New Survey Finds Consumers Lack an Understanding of Flour Safety
There’s no doubt about it – consumers at-large lack a general understanding of raw flour and its safe handling. While foodborne illness from ‘licking the batter’ is often attributed to raw egg consumption, the reality is that uncooked flour also carries a risk that can make people sick. In fact, raw flours may contain harmful bacteria that are only killed during the baking, cooking, boiling, frying process.
A recent survey conducted by Ardent Mills discovered how consumers interact with raw flour, explored their understanding of safe handling and consuming, and uncovered potential risky behaviors. The results demonstrate an opportunity for continued consumer education and awareness.
Consumers lack strong knowledge of the risks of eating raw flour.
- 44% believe flour overall is safe to eat before cooked.
- Another 19% do not know if it is or not (significantly higher than for other food safety risks).
- Nearly one-half (45%) of consumers think it is safe to eat batter for baked goods made in their kitchen.
Lack of flour safety awareness and understanding drives at-risk behaviors.

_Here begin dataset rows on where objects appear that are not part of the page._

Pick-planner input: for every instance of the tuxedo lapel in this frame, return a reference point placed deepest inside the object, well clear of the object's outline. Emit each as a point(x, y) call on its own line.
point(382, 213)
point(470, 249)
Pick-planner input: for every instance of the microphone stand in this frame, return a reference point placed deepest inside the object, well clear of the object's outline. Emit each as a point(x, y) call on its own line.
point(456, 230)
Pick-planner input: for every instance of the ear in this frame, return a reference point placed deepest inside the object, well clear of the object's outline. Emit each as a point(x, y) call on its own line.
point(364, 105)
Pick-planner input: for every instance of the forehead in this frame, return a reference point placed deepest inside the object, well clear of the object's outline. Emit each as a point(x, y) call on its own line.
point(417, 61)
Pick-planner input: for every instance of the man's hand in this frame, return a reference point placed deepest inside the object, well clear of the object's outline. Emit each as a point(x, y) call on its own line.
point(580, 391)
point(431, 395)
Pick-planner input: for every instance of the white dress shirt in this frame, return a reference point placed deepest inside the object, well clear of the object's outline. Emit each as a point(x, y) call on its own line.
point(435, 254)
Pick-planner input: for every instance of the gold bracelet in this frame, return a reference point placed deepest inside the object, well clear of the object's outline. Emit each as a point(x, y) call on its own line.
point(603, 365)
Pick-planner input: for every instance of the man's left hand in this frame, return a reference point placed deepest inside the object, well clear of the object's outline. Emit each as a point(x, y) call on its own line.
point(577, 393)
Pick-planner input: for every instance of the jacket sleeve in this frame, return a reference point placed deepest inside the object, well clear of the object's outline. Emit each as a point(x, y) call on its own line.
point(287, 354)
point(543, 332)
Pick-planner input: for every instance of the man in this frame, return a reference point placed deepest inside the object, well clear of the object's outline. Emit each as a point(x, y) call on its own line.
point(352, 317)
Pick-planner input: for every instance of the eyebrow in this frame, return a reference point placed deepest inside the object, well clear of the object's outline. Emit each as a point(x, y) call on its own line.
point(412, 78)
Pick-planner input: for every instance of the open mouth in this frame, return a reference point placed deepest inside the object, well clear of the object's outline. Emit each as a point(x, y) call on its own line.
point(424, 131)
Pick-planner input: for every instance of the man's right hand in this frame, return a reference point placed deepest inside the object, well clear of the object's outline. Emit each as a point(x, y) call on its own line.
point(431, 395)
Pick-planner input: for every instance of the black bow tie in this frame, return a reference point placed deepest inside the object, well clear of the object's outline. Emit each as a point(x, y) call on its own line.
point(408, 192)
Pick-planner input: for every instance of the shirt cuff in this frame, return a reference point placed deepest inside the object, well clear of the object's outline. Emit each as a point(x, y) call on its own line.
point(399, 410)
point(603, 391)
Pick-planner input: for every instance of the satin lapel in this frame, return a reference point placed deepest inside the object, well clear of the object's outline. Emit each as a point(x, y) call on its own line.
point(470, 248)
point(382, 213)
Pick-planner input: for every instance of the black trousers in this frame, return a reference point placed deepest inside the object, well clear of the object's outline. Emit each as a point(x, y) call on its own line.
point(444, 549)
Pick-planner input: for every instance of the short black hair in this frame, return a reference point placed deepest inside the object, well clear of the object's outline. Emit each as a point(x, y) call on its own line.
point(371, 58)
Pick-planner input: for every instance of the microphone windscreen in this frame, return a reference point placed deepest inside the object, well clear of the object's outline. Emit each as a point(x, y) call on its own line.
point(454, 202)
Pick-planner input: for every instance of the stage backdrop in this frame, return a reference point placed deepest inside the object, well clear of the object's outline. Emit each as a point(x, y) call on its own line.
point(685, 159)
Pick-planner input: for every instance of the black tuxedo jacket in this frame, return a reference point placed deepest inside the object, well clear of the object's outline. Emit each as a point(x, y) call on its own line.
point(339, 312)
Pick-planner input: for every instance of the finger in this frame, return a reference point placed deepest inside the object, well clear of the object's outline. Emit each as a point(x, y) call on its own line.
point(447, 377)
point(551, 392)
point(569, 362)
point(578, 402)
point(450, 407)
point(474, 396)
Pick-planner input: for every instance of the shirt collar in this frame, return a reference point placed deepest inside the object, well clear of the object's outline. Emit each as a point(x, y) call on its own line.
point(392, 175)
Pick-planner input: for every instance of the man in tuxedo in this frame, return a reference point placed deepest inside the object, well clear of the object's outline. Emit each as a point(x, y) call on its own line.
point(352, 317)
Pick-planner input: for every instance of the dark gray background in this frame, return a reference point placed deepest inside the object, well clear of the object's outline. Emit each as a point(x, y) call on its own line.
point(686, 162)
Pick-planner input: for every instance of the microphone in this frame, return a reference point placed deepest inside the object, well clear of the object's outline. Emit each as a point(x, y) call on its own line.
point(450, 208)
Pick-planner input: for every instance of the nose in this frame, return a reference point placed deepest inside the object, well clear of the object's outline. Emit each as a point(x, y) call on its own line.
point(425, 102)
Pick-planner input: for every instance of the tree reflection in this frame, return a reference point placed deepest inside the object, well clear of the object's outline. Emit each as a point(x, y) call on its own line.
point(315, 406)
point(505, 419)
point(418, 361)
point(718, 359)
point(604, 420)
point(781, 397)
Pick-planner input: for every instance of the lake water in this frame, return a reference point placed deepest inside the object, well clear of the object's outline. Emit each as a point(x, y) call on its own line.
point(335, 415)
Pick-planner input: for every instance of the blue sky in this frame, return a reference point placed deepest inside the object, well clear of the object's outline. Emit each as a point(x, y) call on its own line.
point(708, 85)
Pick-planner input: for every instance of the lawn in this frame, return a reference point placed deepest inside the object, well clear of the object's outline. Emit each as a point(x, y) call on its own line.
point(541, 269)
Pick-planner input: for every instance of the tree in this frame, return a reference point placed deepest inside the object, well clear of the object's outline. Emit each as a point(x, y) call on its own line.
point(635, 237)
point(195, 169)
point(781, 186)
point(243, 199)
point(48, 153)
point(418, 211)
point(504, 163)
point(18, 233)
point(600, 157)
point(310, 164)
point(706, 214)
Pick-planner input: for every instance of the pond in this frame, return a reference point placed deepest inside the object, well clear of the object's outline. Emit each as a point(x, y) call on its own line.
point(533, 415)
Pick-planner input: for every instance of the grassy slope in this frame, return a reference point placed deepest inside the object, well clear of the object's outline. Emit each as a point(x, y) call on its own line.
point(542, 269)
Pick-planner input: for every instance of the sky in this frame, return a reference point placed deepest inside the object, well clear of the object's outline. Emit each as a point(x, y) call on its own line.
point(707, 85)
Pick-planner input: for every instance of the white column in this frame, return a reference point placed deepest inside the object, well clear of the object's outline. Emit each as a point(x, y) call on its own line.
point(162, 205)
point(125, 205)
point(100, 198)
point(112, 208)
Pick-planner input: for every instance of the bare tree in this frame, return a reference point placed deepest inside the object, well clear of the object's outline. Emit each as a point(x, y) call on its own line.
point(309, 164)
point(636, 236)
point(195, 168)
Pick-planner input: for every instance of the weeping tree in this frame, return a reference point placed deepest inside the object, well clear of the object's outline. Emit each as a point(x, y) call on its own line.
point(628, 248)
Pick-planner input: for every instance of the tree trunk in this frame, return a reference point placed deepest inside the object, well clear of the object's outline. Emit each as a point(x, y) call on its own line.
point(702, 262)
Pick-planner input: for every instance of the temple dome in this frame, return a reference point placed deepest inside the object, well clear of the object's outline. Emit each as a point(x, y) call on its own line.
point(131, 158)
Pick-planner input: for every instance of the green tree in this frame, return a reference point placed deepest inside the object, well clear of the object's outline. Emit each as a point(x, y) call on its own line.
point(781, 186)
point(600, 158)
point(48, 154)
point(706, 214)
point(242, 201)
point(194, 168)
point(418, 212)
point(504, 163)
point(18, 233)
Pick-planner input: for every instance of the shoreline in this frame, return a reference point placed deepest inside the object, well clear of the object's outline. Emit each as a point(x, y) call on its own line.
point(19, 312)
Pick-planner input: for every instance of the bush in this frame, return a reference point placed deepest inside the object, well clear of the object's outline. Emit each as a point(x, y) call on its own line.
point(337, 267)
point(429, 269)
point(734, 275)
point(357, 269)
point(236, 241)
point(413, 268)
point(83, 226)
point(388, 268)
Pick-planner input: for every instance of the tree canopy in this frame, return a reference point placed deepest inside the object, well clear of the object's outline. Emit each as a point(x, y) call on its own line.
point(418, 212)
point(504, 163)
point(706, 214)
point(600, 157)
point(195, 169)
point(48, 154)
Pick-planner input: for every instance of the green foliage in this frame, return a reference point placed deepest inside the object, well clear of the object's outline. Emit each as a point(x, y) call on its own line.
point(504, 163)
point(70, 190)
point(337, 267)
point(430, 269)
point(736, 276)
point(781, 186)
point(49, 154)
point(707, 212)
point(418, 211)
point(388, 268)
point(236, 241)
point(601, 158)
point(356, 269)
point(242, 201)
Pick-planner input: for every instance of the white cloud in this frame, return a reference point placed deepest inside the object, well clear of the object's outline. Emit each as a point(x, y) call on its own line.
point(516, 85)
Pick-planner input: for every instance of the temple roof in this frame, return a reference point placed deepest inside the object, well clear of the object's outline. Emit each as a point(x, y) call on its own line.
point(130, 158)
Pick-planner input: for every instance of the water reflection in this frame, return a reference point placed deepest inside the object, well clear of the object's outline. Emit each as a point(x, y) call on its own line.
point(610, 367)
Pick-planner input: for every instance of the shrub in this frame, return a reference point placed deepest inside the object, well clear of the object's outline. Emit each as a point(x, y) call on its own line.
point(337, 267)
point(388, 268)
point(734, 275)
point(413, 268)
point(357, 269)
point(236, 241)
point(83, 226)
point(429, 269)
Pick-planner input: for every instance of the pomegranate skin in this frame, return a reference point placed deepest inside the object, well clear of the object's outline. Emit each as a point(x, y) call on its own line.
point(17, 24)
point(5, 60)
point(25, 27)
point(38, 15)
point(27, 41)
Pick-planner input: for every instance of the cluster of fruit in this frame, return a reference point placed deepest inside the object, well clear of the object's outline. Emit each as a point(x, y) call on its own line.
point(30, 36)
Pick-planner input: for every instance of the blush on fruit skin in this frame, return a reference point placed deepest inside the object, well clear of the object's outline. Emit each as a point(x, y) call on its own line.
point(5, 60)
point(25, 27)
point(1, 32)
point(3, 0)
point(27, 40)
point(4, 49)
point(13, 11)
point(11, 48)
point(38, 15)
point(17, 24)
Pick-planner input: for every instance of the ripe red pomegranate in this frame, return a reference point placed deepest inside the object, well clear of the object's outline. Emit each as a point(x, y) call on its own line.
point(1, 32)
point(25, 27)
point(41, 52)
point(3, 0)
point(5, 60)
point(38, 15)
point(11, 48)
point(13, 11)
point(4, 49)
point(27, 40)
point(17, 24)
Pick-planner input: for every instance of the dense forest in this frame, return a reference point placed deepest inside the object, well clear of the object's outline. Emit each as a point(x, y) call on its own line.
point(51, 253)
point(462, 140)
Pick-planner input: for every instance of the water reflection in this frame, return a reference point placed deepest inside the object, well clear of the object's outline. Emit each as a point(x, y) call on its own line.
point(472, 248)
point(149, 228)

- More than one-half (53%) of consumers who use refrigerated/frozen cookie dough occasionally sample the product prior to baking it.
- Three-quarters (74%) of consumers at least sometimes taste the batter directly from the mixing bowl, spoon or beater.
Millennial and Gen Z consumers, as well as parents, tend to participate in at-risk behaviors at higher frequencies than Boomers or Gen X consumers.
- 82% of consumers aged 17 – 34 lick the beaters or mixing spoon after mixing cakes, cupcakes, muffins and/or brownies.
- Boomers are 19% less likely than Millennials and Gen Z to lick the beater / mixing spoon, and 50% less likely to taste / eat refrigerated cookie dough before baking.
- Notably, parents of children 16 and younger are more likely to engage in at-risk behavior than general consumers.
- 3% more likely to lick the beater / mixing spoon
- 9% more likely to taste / eat refrigerated or frozen cookie dough before baking
As we head into the new year, raw flour safety and safe handling should be top of mind for professional and amateur bakers alike. Minimizing the opportunity for foodborne illnesses can keep the focus on food, family and fun. For these insights and more, download the full survey results.
Methodology: Online survey of 1,001 U.S. consumers, 18 years of age or older, fielded between August 19-23, 2022. Overall sample balanced to U.S. population on key characteristics (i.e., age, gender, ethnicity, region, household income, etc.).